The local school district spends $5,729 per student. There are 15.5 students for each teacher in the school, 904 students for each Librarian and 349 students for each Counselor. 5.43% of the area’s population over the age of 25 with an Associate Degree or other 2-year college degree, 22.68% with a master’s degree, Ph.D. or other advanced college degree and 13.67% with high school diplomas or high school equivalency degrees (GEDs).

  • Laurel's population in Prince George's County, Maryland of 2,079 residents in 1900 has increased 14,46-fold to 30,060 residents after 120 years, according to the official 2020 census.

    Approximately 51.68% female residents and 48.32% male residents live in Laurel, Anne Arundel County, Maryland.

    As of 2020 in Laurel, Anne Arundel County, Maryland are married and the remaining 52.55% are single population.

  • 35.9 minutes is the average time that residents in Laurel require for a one-way commute to work. A long commute can have different effects on health. A Gallup poll in the US found that in terms of mental health, long haul commuters are up to 12 percent more likely to experience worry, and ten percent less likely to feel well rested.
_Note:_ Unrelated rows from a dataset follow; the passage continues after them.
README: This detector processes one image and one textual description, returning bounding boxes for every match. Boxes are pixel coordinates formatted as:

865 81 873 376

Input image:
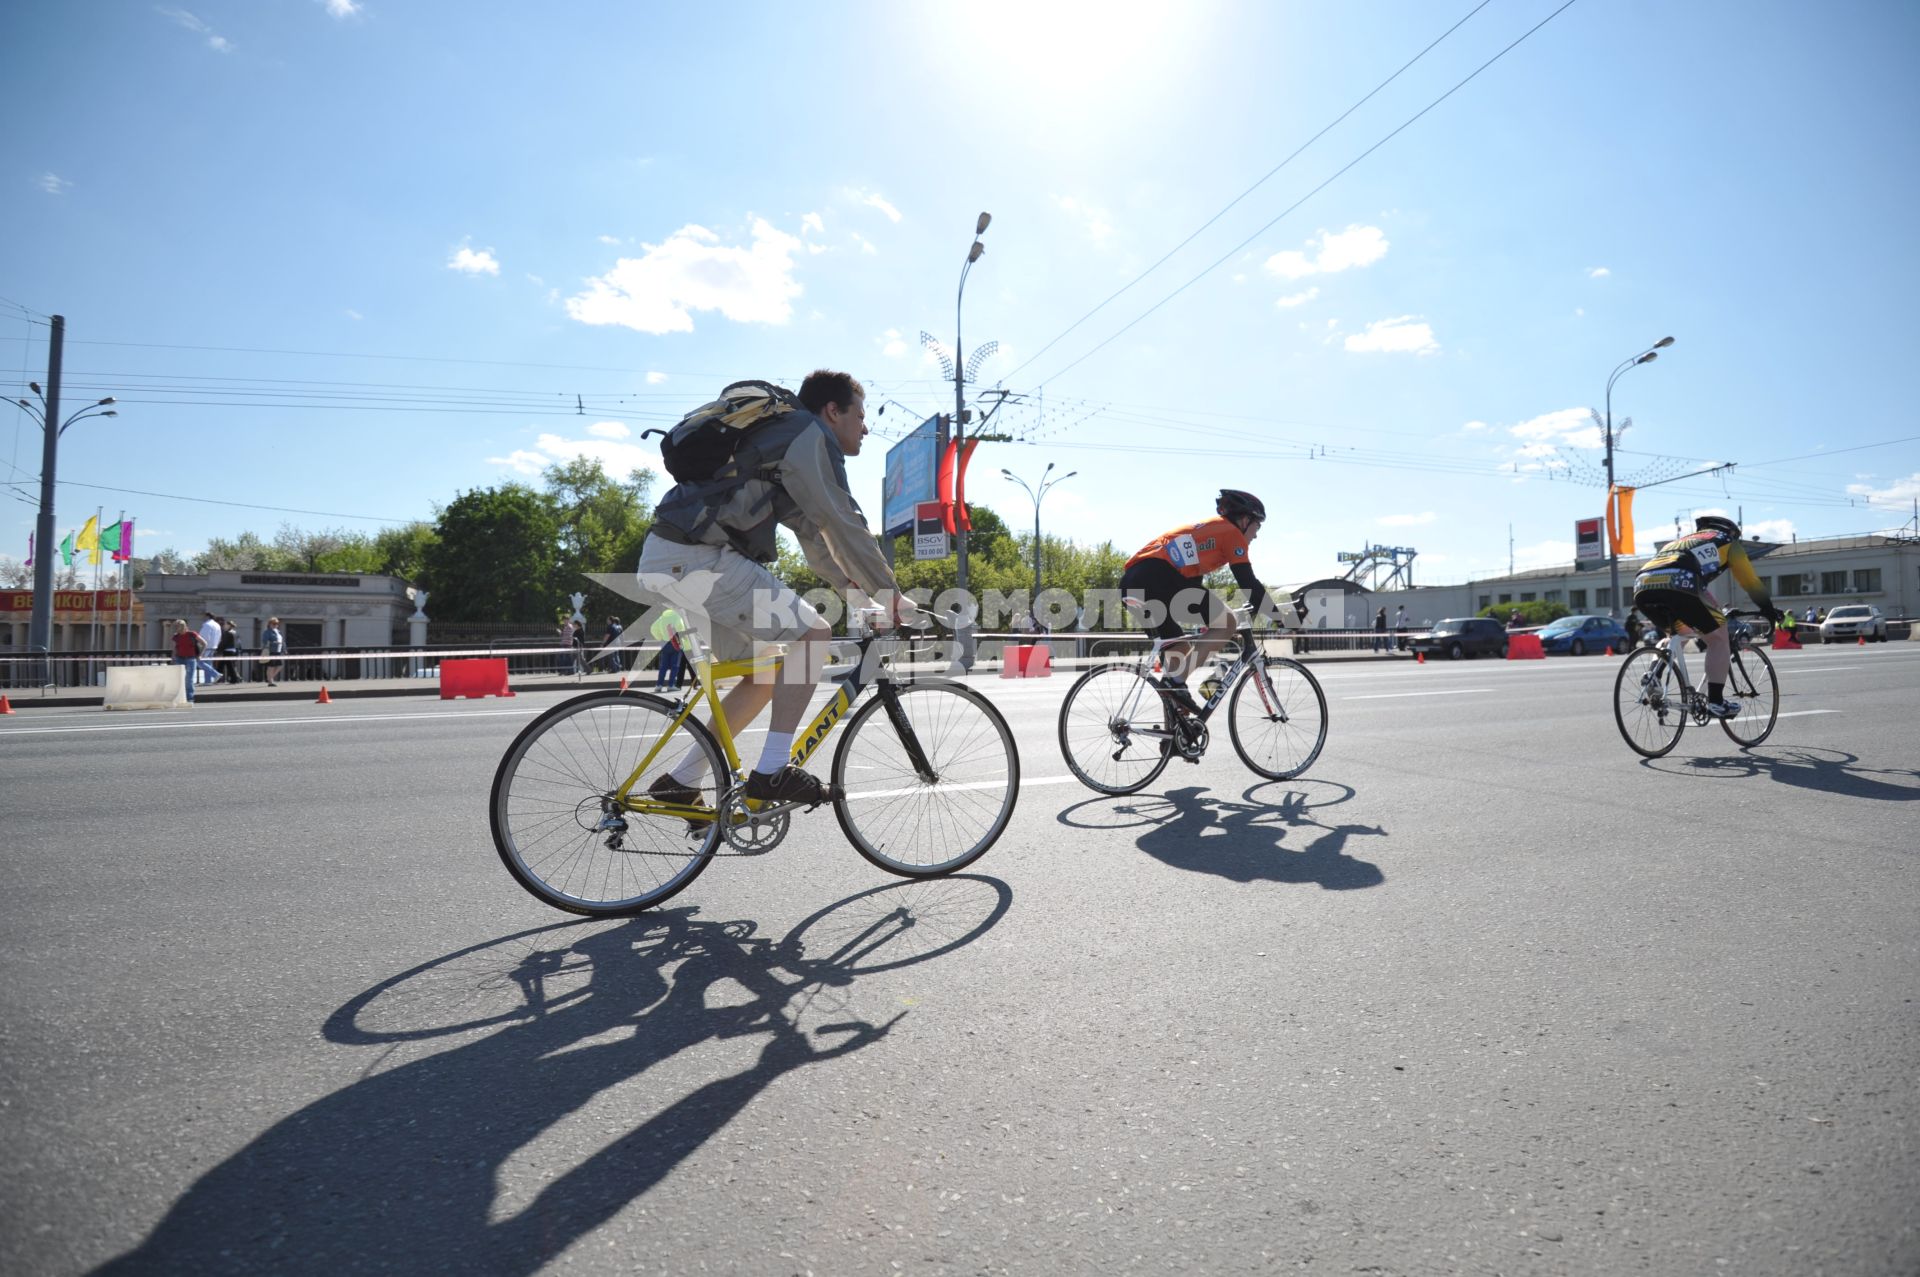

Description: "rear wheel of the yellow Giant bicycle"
490 691 728 918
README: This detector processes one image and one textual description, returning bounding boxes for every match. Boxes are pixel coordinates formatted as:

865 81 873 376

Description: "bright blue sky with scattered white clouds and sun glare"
0 0 1920 590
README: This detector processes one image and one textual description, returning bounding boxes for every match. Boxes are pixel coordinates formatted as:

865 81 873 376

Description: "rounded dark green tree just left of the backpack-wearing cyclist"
420 484 568 624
The Gallup poll also found that of people who commute 61­–90 minutes each day, a whopping one third complained of neck and back pain, compared to less than a quarter of people who only spend ten minutes getting to work.

    73.70% of the working population which commute to work alone in their car, 13.23% of the working population which commutes to work in a carpool, 7.20% of the population that commutes using mass transit, including bus, light rail, subway, and ferry. 1.98% of the population that has their home as their principal place of work.

  • Of the total residential buildings in Laurel, Anne Arundel County, Maryland, 46.65% are owner-occupied homes, another 45.55% are rented apartments, and the remaining 7.80% are vacant.

  • The 29.83% of the population in Laurel, Anne Arundel County, Maryland who identify themselves as belonging to a religion are distributed among the following most diverse religions.